Image feature detection using Phase Stretch Transform in MATLAB
Phase Stretch Transform (PST) is an operator that finds features in an image. PST takes an intensity image I as its input, and returns a binary image out of the same size as I, with 1's where the function finds sharp transitions in I and 0's elsewhere. PST function is also able to return the detected features in gray scale level (i.e. without thresholding).
In PST, the image is first filtered by passing through a smoothing filter followed by application of a nonlinear frequency-dependent phase described by the PST phase kernel. The output of the transform is the phase in the spatial domain. The main step is the 2-D phase function (PST phase kernel) which is typically applied in the frequency domain. The amount of phase applied to the image is frequency dependent with higher amount of phase applied to higher frequency features of the image. Since sharp transitions, such as edges and corners, contain higher frequencies, PST emphasizes the edge information. Features can be further enhanced by applying thresholding and morphological operations
Overview of Phase Stretch Transform (PST)
The Phase Stretch Transform is a non-linear, non-iterative transform that can be applied to 1D or 2D signals, including images. It was first proposed by Dr. Gonzalo R. Arce in 2014. PST has shown promising results in feature extraction, edge detection, and pattern recognition due to its ability to enhance structures with varying orientations and frequencies.
The basic idea behind PST is to stretch the phase of an input signal in such a way that its low-frequency components get compressed, while the high-frequency components remain stretched. This unique stretching and compression behavior allow PST to capture structures and patterns with varying scales and orientations, making it an effective tool for feature detection.
Implementation of Phase Stretch Transform in MATLAB
To implement the Phase Stretch Transform in MATLAB, we'll need the following steps:
- Load the input image.
- Preprocess the image (if necessary) to enhance features.
- Compute the phase stretch transform of the image.
- Enhance the features in the transformed image.
- Threshold the transformed image to detect features.
- Display the results.
% Step 1: Load the input image
input_image = imread('input_image.jpg');
gray_image = rgb2gray(input_image);
% Step 2: Preprocess the image (Optional)

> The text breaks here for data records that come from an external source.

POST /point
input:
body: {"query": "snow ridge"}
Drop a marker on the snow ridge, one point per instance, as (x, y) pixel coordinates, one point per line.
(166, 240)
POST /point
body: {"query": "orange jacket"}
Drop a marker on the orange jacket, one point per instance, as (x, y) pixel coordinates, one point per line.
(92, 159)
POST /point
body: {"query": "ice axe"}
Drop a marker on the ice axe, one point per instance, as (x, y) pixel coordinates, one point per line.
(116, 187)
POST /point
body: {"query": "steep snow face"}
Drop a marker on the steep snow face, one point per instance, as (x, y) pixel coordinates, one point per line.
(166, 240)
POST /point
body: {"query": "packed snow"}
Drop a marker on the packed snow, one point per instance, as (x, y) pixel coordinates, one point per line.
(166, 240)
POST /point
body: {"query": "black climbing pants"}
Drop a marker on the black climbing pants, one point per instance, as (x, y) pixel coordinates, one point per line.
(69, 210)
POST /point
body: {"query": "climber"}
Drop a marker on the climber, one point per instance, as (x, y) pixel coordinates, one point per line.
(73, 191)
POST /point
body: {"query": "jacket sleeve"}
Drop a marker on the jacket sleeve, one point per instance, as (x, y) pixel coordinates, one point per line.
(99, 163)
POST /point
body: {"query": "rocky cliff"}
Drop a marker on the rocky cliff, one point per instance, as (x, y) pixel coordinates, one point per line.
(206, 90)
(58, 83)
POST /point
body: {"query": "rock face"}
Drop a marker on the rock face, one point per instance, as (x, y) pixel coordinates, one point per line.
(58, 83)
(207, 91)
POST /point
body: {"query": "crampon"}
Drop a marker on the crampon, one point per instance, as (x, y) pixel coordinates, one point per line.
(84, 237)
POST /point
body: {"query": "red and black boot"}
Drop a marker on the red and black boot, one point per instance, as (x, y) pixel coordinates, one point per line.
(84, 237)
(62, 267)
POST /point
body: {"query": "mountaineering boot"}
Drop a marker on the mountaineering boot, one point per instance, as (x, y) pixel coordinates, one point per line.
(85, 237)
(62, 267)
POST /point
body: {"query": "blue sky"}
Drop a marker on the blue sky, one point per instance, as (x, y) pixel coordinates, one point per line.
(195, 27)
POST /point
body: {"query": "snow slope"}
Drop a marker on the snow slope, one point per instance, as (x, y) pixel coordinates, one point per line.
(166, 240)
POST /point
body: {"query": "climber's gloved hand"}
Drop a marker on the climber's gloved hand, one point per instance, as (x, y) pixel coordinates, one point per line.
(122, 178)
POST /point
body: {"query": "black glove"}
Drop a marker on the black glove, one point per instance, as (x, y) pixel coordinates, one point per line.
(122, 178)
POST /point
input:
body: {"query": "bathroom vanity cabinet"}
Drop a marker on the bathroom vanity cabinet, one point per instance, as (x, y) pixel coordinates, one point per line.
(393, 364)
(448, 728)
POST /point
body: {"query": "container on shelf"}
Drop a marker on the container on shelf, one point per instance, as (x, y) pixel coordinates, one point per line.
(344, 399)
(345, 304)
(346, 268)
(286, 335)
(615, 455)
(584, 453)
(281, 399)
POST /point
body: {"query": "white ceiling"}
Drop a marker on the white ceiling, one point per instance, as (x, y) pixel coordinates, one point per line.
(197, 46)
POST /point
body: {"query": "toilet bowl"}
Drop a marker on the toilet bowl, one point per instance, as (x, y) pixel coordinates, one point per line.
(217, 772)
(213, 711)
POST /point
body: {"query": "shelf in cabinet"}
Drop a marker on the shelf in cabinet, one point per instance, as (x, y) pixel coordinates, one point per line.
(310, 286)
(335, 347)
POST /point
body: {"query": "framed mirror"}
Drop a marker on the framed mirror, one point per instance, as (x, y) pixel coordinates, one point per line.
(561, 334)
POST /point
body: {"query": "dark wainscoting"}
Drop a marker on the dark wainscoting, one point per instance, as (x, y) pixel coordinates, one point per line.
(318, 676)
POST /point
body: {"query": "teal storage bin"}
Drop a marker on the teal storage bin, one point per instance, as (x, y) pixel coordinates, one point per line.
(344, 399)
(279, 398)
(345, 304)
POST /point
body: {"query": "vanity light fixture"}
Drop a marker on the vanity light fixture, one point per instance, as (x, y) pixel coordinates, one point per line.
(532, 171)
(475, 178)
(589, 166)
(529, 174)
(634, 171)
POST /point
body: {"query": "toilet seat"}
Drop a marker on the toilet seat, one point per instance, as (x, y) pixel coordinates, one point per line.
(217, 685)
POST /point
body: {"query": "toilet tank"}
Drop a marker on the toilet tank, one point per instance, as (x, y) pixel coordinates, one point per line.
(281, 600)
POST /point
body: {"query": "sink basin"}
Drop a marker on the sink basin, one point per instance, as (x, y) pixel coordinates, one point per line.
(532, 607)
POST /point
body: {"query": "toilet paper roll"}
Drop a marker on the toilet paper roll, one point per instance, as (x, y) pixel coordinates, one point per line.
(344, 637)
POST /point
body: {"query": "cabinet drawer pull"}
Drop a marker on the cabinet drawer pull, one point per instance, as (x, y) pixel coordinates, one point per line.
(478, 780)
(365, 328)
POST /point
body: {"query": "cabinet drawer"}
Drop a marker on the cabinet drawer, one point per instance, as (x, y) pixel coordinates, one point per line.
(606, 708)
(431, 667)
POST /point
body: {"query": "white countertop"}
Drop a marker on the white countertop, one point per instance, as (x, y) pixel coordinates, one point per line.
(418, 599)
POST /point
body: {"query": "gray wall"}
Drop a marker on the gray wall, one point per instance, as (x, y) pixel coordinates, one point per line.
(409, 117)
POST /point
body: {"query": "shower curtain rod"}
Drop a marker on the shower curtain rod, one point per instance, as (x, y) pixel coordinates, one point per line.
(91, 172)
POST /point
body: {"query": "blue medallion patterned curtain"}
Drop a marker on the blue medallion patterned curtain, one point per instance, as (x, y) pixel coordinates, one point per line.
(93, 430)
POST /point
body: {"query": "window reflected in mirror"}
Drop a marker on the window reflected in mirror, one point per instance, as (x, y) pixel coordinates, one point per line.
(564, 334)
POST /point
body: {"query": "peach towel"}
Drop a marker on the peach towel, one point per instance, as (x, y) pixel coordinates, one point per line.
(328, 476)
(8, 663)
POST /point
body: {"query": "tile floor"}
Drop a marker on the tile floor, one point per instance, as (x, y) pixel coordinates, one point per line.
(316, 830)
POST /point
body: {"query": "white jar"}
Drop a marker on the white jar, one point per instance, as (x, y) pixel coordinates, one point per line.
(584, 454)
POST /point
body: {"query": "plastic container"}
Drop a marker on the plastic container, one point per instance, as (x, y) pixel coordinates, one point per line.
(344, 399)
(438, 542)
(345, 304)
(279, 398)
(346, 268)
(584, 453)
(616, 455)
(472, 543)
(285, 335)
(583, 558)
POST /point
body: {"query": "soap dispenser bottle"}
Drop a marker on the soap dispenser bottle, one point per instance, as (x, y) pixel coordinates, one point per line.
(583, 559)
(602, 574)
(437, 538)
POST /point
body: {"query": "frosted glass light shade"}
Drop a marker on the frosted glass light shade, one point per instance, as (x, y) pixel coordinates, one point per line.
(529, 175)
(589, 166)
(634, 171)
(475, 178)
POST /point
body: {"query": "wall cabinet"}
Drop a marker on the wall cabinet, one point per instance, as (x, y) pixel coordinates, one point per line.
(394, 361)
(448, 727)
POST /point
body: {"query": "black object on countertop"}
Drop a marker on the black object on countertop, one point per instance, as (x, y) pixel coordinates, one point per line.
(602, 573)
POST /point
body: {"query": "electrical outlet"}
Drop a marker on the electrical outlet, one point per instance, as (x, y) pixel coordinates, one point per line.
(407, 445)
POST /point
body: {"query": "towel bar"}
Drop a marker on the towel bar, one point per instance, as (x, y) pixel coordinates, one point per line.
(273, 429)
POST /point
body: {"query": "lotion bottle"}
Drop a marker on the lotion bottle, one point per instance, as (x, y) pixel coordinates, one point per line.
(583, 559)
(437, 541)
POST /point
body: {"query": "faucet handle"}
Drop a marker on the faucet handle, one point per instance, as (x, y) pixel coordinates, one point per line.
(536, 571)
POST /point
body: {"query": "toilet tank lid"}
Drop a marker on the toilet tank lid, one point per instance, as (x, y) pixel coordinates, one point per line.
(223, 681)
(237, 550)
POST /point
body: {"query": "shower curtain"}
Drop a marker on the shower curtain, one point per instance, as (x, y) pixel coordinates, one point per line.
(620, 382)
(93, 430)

% You can apply filters or other preprocessing techniques to enhance features.
% Step 3: Compute the Phase Stretch Transform
% Assuming you have a function that calculates the PST of a 2D signal.
pst_image = phase_stretch_transform(gray_image);
% Step 4: Enhance features in the transformed image (Optional)
% You can further process the pst_image to enhance features based on your specific requirements.
% Step 5: Threshold the transformed image to detect features
threshold_value = 0.5; % Adjust this value based on your image and feature requirements
binary_image = pst_image > threshold_value;
% Step 6: Display the results
figure;
subplot(1, 2, 1); imshow(gray_image); title('Original Image');
subplot(1, 2, 2); imshow(binary_image); title('Detected Features');
Keep in mind that the implementation may vary depending on the specifics of the Phase Stretch Transform algorithm you are using or any enhancements you want to add. Additionally, tuning parameters like the threshold value may significantly impact the quality and accuracy of the detected features.